Pour Jean Facon Marrec, qui travaille surtout pour la publicité et la mode, c’est sans doute exact. Pour André Claudot (1892-1982), qui a pris la vice-présidence du Comité de défense des locataires de Montmartre aux artistes créé au début du mois d’août, c’est un peu moins certain.
Ce n’est pas un permanent appointé. Mais l’artiste, au chômage depuis 1932, membre de l’Union confédérale des locataires, qui occupe dès le début avec sa femme Suzanne un atelier de la cité, est proche de l’extrême-gauche de la SFIO et de la CGT. De culture libertaire, il s’est engagé très tôt en politique, échappant de peu à une inculpation pour un dessin antimilitariste en 1912.

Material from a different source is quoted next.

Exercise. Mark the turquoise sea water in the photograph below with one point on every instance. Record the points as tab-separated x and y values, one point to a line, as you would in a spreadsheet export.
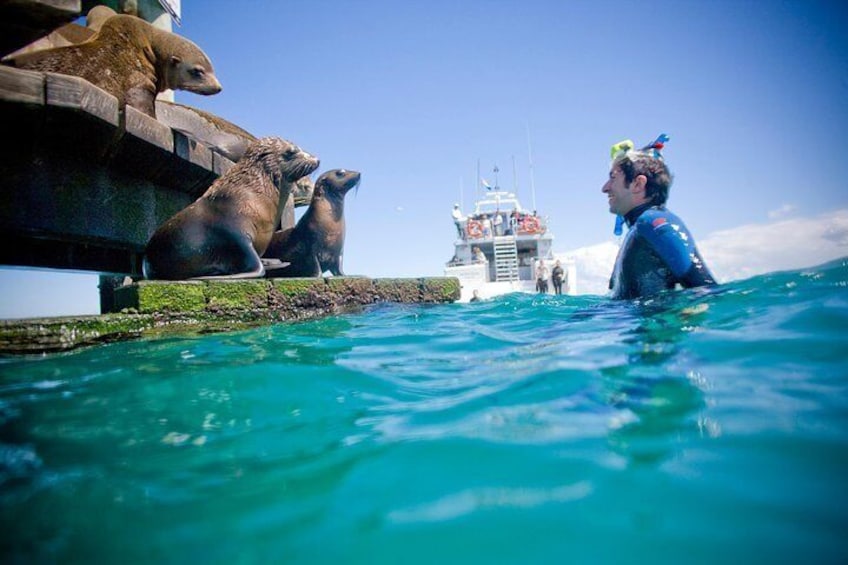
702	427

Il est ensuite inscrit au Carnet B des individus dangereux pour la sûreté nationale pour ses activités anarchistes entre 1912 et 1914 (à cause d’un colis d’affiches et de tracts incitant à la désertion qui lui était destiné). Au début des années vingt, Claudot fournit chaque semaine un dessin au Libertaire et collabore aussi à Clarté.
Depuis son retour de quatre années vécues en Chine en 1930, ce peintre bourguignon quadragénaire, ancien combattant, fait cependant plutôt l’objet d’articles liés à ses activités artistiques (son œuvre est notamment vantée par André Warnod puis Yvanhoé Rambosson dans Comœdia ainsi que dans Le Progrès de la Côte d’Or). Pour autant, il ne s’est pas assagi. Proche d’un groupe de peintres anarchistes ou prolétariens (Maximilien Luce, Georges Cresson, Jean Lugnier ou Jean Lébédeff), ce sont des œuvres liées au « Travail, à l’Usine et au chantier » qu’il expose à la galerie Katia Granoff.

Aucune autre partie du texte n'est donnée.